To define samples (dysbiotic samples) with unbalanced functional feature abundances, dysbiosis scores were calculated using the JSD with normalized functional KEGG ortholog profiles by universal single copy genes. To identify the highly dysbiotic samples, the dysbiosis score at the 95th percentile of healthy group samples was used as the threshold value3.

Microbial markers

The performances of the differentially abundant taxa between the healthy group vs. patients with IBD, healthy group vs. patients with CD, healthy group vs. patients with UC, and patients with CD vs. patients with UC as microbial markers were evaluated in terms of area under the receiver operating characteristic curve (AUROC).
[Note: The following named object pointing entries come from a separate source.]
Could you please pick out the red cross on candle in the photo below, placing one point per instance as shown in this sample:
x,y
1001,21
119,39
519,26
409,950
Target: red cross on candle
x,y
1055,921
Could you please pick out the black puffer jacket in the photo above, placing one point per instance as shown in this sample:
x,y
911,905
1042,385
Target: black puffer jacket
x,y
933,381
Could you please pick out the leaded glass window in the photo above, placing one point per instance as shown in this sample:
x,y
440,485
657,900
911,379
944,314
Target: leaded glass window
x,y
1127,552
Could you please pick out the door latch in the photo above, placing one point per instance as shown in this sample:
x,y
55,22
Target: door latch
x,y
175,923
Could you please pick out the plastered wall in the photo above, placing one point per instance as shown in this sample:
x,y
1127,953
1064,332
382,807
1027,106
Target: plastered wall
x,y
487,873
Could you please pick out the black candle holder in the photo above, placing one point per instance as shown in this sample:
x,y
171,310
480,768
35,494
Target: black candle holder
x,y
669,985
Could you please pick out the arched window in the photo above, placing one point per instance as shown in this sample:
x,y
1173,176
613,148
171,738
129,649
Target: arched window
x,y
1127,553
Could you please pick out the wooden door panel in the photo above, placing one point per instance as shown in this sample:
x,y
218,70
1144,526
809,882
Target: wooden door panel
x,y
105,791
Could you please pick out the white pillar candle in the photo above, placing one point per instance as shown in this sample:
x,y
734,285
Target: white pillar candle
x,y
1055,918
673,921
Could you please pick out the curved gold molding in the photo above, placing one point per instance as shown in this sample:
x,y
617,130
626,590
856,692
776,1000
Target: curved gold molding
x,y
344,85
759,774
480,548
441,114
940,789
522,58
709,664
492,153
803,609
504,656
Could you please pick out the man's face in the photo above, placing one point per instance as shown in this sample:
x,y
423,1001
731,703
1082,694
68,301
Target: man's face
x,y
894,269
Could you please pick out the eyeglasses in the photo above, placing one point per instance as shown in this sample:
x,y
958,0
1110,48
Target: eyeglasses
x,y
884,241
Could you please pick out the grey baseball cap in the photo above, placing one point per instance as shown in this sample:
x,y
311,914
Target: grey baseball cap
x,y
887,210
Differentially abundant genera were selected using MaAsLin2 by applying the criteria of FDR < 0.05. The random forest model was trained using the randomForest package in R language. The performances of the selected marker candidates were evaluated using the decision tree model as a simple and intuitive predictive machine learning model in terms of AUROC by applying them independently or together. To apply the random forest model, IBD cohort data were divided into 70% for training and 30% for validation by random selection. In the case of training data, to overcome the imbalance of sample size between comparison groups (healthy : IBD : CD : UC = 81 : 366 : 156 : 210), random resampling was performed according to the size of each large group in the four comparison conditions. As a result, samples were re-sampled at a ratio of healthy : IBD = 357 : 375, healthy : CD = 144 : 168, healthy : UC = 192 : 228, and UC : CD = 228 : 192 for each comparison condition and were used to train a random forest model. The decision tree algorithm of the party package and the random forest algorithm of the randomForest package in R language were used. The pROC package in R language was used to evaluate the predictive performance of the trained decision tree and random forest models in AUROC values. Data were resampled to improve the imbalance in data sizes among the compared groups, and the sample size of all groups was adjusted to be similar to that of the small size group using the ROSE package in R.